そして、本場の味のタイカレーが次々と完成。

キッチンベースを運営するSENTOEN 山口大介CEO(最高経営責任者):
ここは、デリバリー専門のシェアキッチンで、われわれは、シェア型のゴーストレストランと呼んでいます。デリバリーに特化した店舗さんが、それぞれの店舗を運営されています。

キッチンベースを運営するSENTOEN 山口大介CEO
キッチンベースを運営するSENTOEN 山口大介CEO

ゴーストレストランとは、今ニューヨークでブレークしている新しいビジネスモデル。
客席を持たず、オンラインデリバリーに特化するのが特徴だが、どんなメリットがあるのか。

山口CEO:
客席があると、客席が満席になるとそれ以上は注文が出せない。デリバリーであれば、配達員がうまく回せれば、際限なく出せます。

客席に左右されない営業

「Uber Eats」が普及するなど、近年、急拡大するデリバリー市場。
このデリバリー市場に特化することで、客席に左右されない営業が可能になる。

さらに、初期コストの大幅カットも大きなメリットだ。

山口CEO:
店の統計を出すと、約1,000万から1,500万、店を作るのにかかる中で、われわれは50万円以下で始められるようにセットしています。

初期コストは普通の店舗の5%程度

用意するのはキッチンだけ。
内装にもこだわる必要がないため、初期コストは普通の店舗の5%程度にまで押さえることができる。
低コストのために、出店のハードルは大きく下がる。

初めてタイカレー専門店を出店したシェフは…

タワンドデリ & カリーのシェフ:
ここのスペースが一番、自分がやりたいことをショートカットできると思って選んだ。
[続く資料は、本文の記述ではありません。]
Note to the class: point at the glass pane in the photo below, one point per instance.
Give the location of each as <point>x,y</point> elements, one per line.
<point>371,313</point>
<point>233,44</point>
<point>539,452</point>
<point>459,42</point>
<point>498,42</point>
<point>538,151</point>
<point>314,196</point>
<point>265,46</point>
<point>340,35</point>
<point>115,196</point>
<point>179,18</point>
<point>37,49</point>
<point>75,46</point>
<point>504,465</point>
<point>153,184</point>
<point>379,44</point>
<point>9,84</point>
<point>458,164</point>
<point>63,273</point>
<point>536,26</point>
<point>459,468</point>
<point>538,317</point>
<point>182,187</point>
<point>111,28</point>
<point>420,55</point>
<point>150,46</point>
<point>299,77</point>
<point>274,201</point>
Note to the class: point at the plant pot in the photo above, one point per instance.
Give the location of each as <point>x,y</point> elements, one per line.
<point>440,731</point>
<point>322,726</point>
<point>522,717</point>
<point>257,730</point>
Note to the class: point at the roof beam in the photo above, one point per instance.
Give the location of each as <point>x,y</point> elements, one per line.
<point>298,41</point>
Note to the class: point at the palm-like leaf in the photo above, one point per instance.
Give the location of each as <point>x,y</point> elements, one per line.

宣伝とかもすごい金額だけど、キッチンベースがやってくれます。

タワンドデリ & カリーのシェフ
タワンドデリ & カリーのシェフ

注文は「Uber Eats」や「出前館」

まだメリットはある。
それぞれの店にいるのは、シェフだけ。
客席もなく、注文は「Uber Eats」や「出前館」といったインターネットで受け付けているため、電話に出る必要もない。
接客がほぼないため、1人で店を切り盛りすることができる。

マティーニバーガー:
これだけのスペースなので、1人でこなせるオペレーションを作っています。

マティーニバーガー
マティーニバーガー

山口CEO:
僕たちとしては、料理をつくることに集中してもらいたいという思いがあって。ほかの業態だと、本を書く作家さんと本屋さんは別々で、売るのは本屋さんじゃないですか。アーティストと芸能事務所、飲食だとそれが全部シェフになる。作る人と売る人を分けられる構造、それをわれわれが実現できたらと思います。

飲食業界の競争のルールが変わる可能性も

三田友梨佳キャスター :
ゴーストレストランは業界に与えるインパクトが大きそうですね。

ボストンコンサルティンググループマネージングディレクター・森田章氏:
そうですね。飲食業界の競争のルールが変わる可能性があります。
そのときの勝ち残りのキーワードは「学習の経済」です。
従来の外食では規模が拡大すると効率が高まるという、いわゆる「規模の経済」がきいていましたが、ゴーストレストランの場合は、出店コストが低いので、トライアンドエラーをいかに早く回して勝ちパターンを見つけていくか。そんなスピードが勝敗を分けることになります。

森田章氏
森田章氏

三田友梨佳キャスター :
具体的にはどんなお店が増えますか?

森田章氏:
ユニークな価値を持つ専門店が増えると思います。
Uber Eatsに選ばれるためには、何でもそろっている店というよりは、最初の階層のページで選んでもらえるようなインパクトのある商品であることの方がより重要なんです。
例えば中華料理であれば、何でも出てくる店というよりは、餃子専門店や担々麺専門店などジャンルを絞った方が選ばれやすいと思います。

三田友梨佳キャスター :
ゴーストレストラン
は非常に効率的な開業の手法のように思えますが、デリバリーの利用者にとって選択肢が増えるというメリットもありそうですね。